World Media Group CEO: don’t overlook AI’s threat to journalism at Cannes
The Media Leader Interview: Cannes Lions 2023

The World Media Group CEO says she doesn’t ‘need’ to network but admits Cannes Lions’ biggest draw is the chance to network. So why’s she making a rare appearance this year?


It was the sight of the marina that put off Belinda Barker from going to Cannes Lions for many years.

“It was the excruciating amounts of money that [was] thrown around without any consideration for carbon footprint,” the World Media Group CEO says with a sigh. “It felt a bit uncomfortable to me. So I’d be very interested to see how that has changed or if that has changed.”

We are speaking ahead of Barker’s first trip to Cannes Lions for many years and the first year that World Media Group has held a format event at the annual advertising festival. Barker, who has been CEO of the international media owners’ alliance for 16 years, regards this year’s jamboree as a reconnaissance mission as much as anything else.

This is partly strategic: some media companies have traditionally made a big splash at Cannes, adorning the resort town with branded boats, sponsored events and a “floating presence”, as Barker describes it.

But, frankly, Barker confides, the major draw of Cannes Lions is networking and, perhaps unlike ad agencies, tech services vendors and media owner salespeople, networking isn’t her priority.

“I have a close group of members,” she says.” “But for the brands, it is certainly much more about networking, and very little about the actual awards.”

This year, however, the WMG, Politico and Insider are hosting a “low key” session this morning on the impact of artificial intelligence on media, a topic which would be sure to dominate conversation through the week. Whereas many of this year’s Cannes Lions winners may triumph for innovative applications of AI, the media owners are, according to Barker, far more concerned about the tech’s short-term impact.

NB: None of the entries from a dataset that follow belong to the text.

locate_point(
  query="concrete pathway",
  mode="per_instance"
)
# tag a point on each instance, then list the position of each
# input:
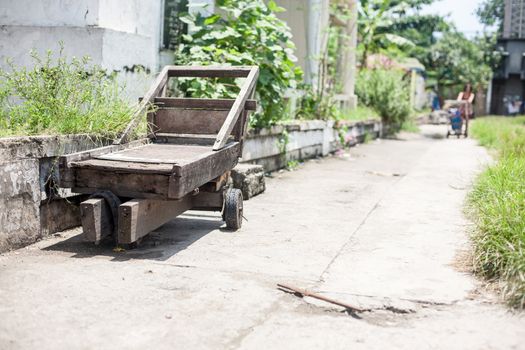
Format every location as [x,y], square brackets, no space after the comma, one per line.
[380,227]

Barker explains: “For publishers, the issue is around copyright. It’s about funding journalism through advertising and subscription. But these language learning models scrape everything, they don’t pay for any of the information that they’re using… Google’s one, Bard, is still in test mode but can even scrape [information] from behind [publishers’] paywalls. Now they say that they’re going to turn that off, but that doesn’t change the fact it undermines the payment model of journalism, and that is something that needs to be sorted out really quickly.”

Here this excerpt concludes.